The Seventh Circuit recently became the first federal appellate court to say that employers can’t prevent class/collective actions through waivers in mandatory arbitration agreements, holding that such waivers interfere with employees’ rights to engage in concerted activity in violation of the National Labor Relations Act.  The court’s holding in Lewis v. Epic Systems Corp., No. 15-2997 (7th Cir. May 26, 2016), creates a circuit split on this issue and calls into question the effectiveness of such waivers for employers with employees working in states covered by the Seventh Circuit (Wisconsin, Illinois and Indiana).

Brief Background

In Lewis, a health care software company required certain groups of employees to agree to bring any wage-and-hour claims against the company solely through individual arbitration. The employees were required to acknowledge the policy by clicking two buttons in an email and were deemed to have accepted it by remaining in the company’s employ. A technical writer for the company complied with the acknowledgement requirements but then sued Epic in federal court, contending that it violated the FLSA and Wisconsin law by misclassifying him and similar employees and denying them overtime pay. The trial court refused to enforce the arbitration policy, denying Epic’s motion to compel the plaintiff to arbitrate his claim individually. The company appealed.

The Seventh Circuit Finds the Waiver Violates the NLRA

The Seventh Circuit first addressed NLRA Section 7, which gives employees the right to engage in “concerted activity.”  In the court’s view the “intentionally broad sweep” of Section 7 supported construing the “concerted activity” to encompass all types of collective legal proceedings.

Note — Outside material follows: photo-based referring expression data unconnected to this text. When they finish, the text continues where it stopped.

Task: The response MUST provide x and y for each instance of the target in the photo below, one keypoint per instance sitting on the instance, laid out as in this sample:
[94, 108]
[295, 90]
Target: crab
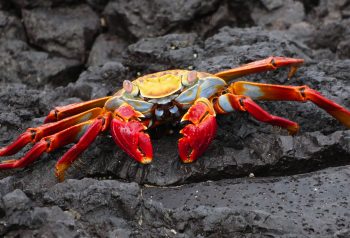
[191, 98]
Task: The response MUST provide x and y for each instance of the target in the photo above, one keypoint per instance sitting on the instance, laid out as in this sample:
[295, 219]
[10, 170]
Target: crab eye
[189, 78]
[130, 88]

The court therefore concluded that the statute “renders unenforceable any contract provision purporting to waive employees’ access to such remedies.”

Next, although acknowledging that the Federal Arbitration Act had the goal of encouraging the arbitration agreements by making arbitration agreements enforceable, the court declined to rule that the FAA trumped the NLRA.  Instead, the court determined that its interpretation of the NLRA did not conflict with the Federal Arbitration Act because the FAA provides that agreements to arbitrate are enforceable “save upon such grounds as exist at law or in equity for the revocation of any contract.” As the court explained, “[b]ecause the provision at issue is unlawful under Section 7 of the NLRA, it is illegal and meets the criteria of the FAA’s savings clause for nonenforcement.”

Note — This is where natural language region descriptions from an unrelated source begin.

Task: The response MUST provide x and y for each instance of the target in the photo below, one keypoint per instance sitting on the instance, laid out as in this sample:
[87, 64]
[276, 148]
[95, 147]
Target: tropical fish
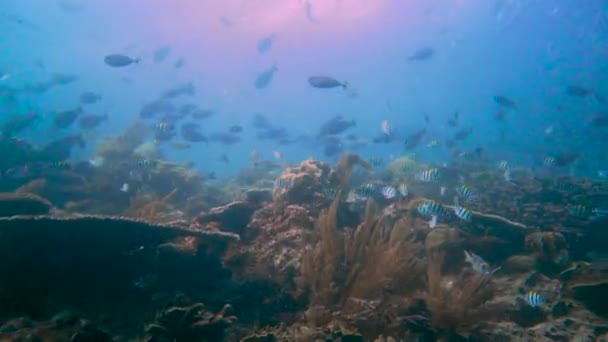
[325, 82]
[118, 60]
[478, 264]
[535, 299]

The Court Recognizes It’s an Outlier

The court acknowledged that “the circuits have some differences of opinion in this area” and observed that in addition to the Fifth Circuit’s rulings upholding class/collective action waivers in D.R. Horton, Inc. v. NLRB, 737 F.3d 344 (5th Cir. 2013) and Murphy Oil USA, Inc. v. NLRB, 808 F.3d 1013 (5th Cir. 2015), the Second, Eighth and Ninth Circuits had also declined to set down broad rules barring such waivers when addressing the issue. The court did, however, offer one example of how employers might limit the potential adverse consequences of its decision, explaining that if the company’s “provision had permitted collective arbitration, it would not have run afoul of Section 7 …”

What’s Next?

As if to underscore the uncertainty surrounding this issue at the national level, exactly one week after the Seventh Circuit's decision in Lewis, the Eighth Circuit issued an opinion reaffirming its position that class/collective action waivers do not unlawfully interfere with the right to engage in concerted activity (although the Eighth Circuit enforced the NLRB's order to the extent it found the agreement violated the NLRA because employees would reasonably have read it as prohibiting them from filing unfair labor practice charges).  Accordingly, employers should continue to carefully track this issue.  Other Circuits may address it in the near future, and it could make its way to the Supreme Court (despite the current 4-4 split).  In the meantime, employers may consider whether and how to revisit their current waivers for employees working within Wisconsin, Illinois and Indiana.